Bei seiner Festnahme hatte der Mann eine kugelsichere Weste getragen. Im Rucksack hatte er ein Messer, ein Beil und eine täuschend echte Pistolenattrappe. Im Kindergarten wurden zwei weitere Messer gefunden, die ihm gehörten. "Aus dem Ablauf der Tat und den Waffen, die er bei sich trug, geht hervor, dass er alles geplant hatte", sagte Staatsanwalt Christian Du Four. Im Gegensatz zu anderslautenden Medienberichten habe der Täter aber keinen Plan von anderen Kindergärten bei sich getragen, die er auch noch heimsuchen wollte.

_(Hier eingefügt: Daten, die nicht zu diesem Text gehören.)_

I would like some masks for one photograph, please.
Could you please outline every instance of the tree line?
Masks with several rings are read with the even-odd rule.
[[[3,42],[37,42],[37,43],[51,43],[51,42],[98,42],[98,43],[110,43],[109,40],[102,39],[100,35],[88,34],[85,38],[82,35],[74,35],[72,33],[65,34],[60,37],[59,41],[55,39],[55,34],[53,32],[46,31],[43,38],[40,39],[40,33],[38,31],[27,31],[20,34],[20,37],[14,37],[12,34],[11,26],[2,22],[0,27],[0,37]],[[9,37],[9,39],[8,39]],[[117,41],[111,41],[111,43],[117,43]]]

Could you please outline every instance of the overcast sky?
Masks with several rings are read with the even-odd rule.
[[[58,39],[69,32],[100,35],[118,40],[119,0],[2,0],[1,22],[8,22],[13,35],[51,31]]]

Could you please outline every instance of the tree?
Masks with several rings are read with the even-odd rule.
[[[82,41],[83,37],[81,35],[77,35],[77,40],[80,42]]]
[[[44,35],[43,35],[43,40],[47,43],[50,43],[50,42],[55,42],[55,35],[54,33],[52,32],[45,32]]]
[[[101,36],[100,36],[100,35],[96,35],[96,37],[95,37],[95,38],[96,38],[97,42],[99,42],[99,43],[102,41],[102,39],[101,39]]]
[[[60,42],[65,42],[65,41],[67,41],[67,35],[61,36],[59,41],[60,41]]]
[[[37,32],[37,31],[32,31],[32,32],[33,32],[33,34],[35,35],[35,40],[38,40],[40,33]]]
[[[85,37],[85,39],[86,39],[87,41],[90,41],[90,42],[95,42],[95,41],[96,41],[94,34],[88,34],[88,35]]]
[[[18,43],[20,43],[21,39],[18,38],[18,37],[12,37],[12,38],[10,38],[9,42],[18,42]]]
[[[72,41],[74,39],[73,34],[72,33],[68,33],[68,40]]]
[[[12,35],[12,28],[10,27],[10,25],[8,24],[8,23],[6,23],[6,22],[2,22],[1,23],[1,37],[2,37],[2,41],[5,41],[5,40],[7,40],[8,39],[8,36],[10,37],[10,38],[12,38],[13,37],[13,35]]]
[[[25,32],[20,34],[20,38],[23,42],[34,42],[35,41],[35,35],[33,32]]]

Auf Seite 2: Wie Nachbarn den mutmaßlichen Täter beschreiben

Der "Joker" gibt Rätsel auf

Wegen seiner auffälligen Gesichtsbemalung bei der Tat gaben belgische Medien Kim D. auch den Beinamen "Joker" - in Anlehnung an den Bösewicht aus dem "Batman"-Film.

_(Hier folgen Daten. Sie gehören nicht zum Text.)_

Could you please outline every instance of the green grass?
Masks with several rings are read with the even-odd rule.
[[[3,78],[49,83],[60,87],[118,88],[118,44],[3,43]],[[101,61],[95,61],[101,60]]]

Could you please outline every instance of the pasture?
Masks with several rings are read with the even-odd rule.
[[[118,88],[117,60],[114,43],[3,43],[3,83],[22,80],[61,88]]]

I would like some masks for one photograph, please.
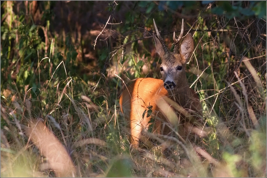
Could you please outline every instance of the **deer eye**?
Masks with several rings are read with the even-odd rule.
[[[177,70],[181,70],[182,68],[181,66],[178,66],[177,67]]]

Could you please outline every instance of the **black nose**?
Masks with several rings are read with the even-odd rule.
[[[164,83],[164,88],[166,89],[170,89],[172,88],[175,87],[176,85],[173,82],[170,82],[170,81],[167,81]]]

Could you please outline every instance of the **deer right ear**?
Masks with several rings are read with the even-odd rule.
[[[164,49],[162,47],[161,43],[159,39],[155,35],[155,34],[153,33],[153,37],[154,37],[154,39],[155,40],[155,43],[156,44],[156,50],[157,53],[159,55],[159,57],[161,58],[161,60],[162,60],[163,55],[165,53]]]
[[[180,54],[183,57],[185,61],[184,61],[185,63],[187,62],[193,50],[194,40],[192,34],[189,33],[187,34],[182,43],[180,48]]]

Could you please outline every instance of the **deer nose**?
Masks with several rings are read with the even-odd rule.
[[[173,89],[176,86],[176,85],[173,82],[167,81],[164,83],[164,88],[167,90]]]

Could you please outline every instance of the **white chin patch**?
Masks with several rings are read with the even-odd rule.
[[[172,87],[170,88],[165,88],[165,89],[167,90],[167,91],[172,91],[172,90],[174,90],[174,87]]]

Bei dem Täter handelt es sich nach Angaben von Staatsanwalt Christian Du Four um den alleine wohnenden Kim D. aus dem Ort Sinaai zwölf Kilometer nördlich von Dendermonde. Er sei selbstmordgefährdet, berichtete die Nachrichtenagentur Belga unter Berufung auf Justizkreise. Seit der Festnahme kurz nach der Tat werde er künstlich ernährt. Bei einer Vernehmung am Sonntag habe er einen "apathischen" Eindruck gemacht.

Der Mann wurde von Nachbarn als ein zurückgezogen lebender Sonderling beschrieben. Er habe in einem Geschäft für Dekorationsartikel im Ort Belsele gearbeitet, vor zwei Wochen aber diesen Job verloren. Schulkameraden beschrieben den 20-Jährigen im flämischen Fernsehen VRT als "intelligenten, aber stillen Jungen". Kim D. sei ein Anhänger der Gothic-Szene. Er komme aus einer intakten Familie, in der die Eltern gut für ihre Kinder sorgten.

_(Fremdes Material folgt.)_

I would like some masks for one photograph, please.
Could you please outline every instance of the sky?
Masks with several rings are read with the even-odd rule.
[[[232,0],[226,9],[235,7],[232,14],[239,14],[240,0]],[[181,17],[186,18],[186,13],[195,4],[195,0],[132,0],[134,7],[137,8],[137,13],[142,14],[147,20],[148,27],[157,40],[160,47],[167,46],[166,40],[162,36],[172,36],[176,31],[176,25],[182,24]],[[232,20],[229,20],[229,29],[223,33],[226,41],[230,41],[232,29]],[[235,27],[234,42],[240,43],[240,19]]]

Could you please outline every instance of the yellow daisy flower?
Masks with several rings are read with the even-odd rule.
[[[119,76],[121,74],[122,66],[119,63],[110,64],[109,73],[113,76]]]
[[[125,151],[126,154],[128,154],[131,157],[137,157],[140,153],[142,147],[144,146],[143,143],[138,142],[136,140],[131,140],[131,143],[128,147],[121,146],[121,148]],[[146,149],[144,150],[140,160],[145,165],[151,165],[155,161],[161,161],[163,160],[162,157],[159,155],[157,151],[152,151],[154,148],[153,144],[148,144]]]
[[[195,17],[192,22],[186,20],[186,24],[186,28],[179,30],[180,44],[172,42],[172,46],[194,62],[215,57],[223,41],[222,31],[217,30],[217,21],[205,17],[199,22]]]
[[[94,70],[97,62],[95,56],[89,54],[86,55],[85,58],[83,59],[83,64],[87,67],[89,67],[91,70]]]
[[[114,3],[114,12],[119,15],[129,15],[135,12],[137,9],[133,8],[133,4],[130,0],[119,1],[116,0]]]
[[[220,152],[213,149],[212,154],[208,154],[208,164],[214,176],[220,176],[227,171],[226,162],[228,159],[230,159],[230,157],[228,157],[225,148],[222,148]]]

"Schlaft sanft, kleine Englein"

Die Staatsanwaltschaft beauftragte drei Psychiater, Gutachten über den Täter zu erstellen. Du Four sagte, Kim D. habe kein Geständnis abgelegt, sei aber von Zeugen einwandfrei identifiziert worden. Er habe "keine psychiatrische Vorgeschichte" und habe vor der Tat auch weder Drogen noch Alkohol konsumiert.

Die Kinderkrippe in Dendermonde wird nicht wieder geöffnet. Nach Angaben der Stadtverwaltung soll das Gebäude künftig anderen kommunalen Zwecken dienen. Die überlebenden Kinder und deren Eltern sollten künftig nicht täglich an das Verbrechen erinnert werden.

In Belgien herrscht nach wie vor Entsetzen über die Bluttat. "Schlaft sanft, kleine Englein", stand auf einer von zahlreichen Karten, die trauernde Menschen vor dem Eingang der Kinderkrippe "Märchenland" niederlegten - zusammen mit Dutzenden von Plüschtieren.

"Niemand kann verstehen, wie jemand so etwas tun kann", sagte Marianne van Cakenberg, eine von Hunderten Trauernden. "Wir müssen mit der Erkenntnis leben, dass wir unsere Kinder nicht vollständig schützen können. Eine Erkenntnis, die fast nicht zu ertragen ist", kommentierte die Zeitung De Standaard.

Das Blatt De Morgen schrieb: "Konnte man dieses Drama verhindern? Ja, indem man vor jede Kinderkrippe eine Hand voll Polizisten stellt. Aber wer möchte sein Kind noch in solch eine Krippe bringen?" Die Zeitung Het Laatste Nieuws kommentierte die Ereignisse mit den Worten: "Flandern hat seine Unschuld verloren."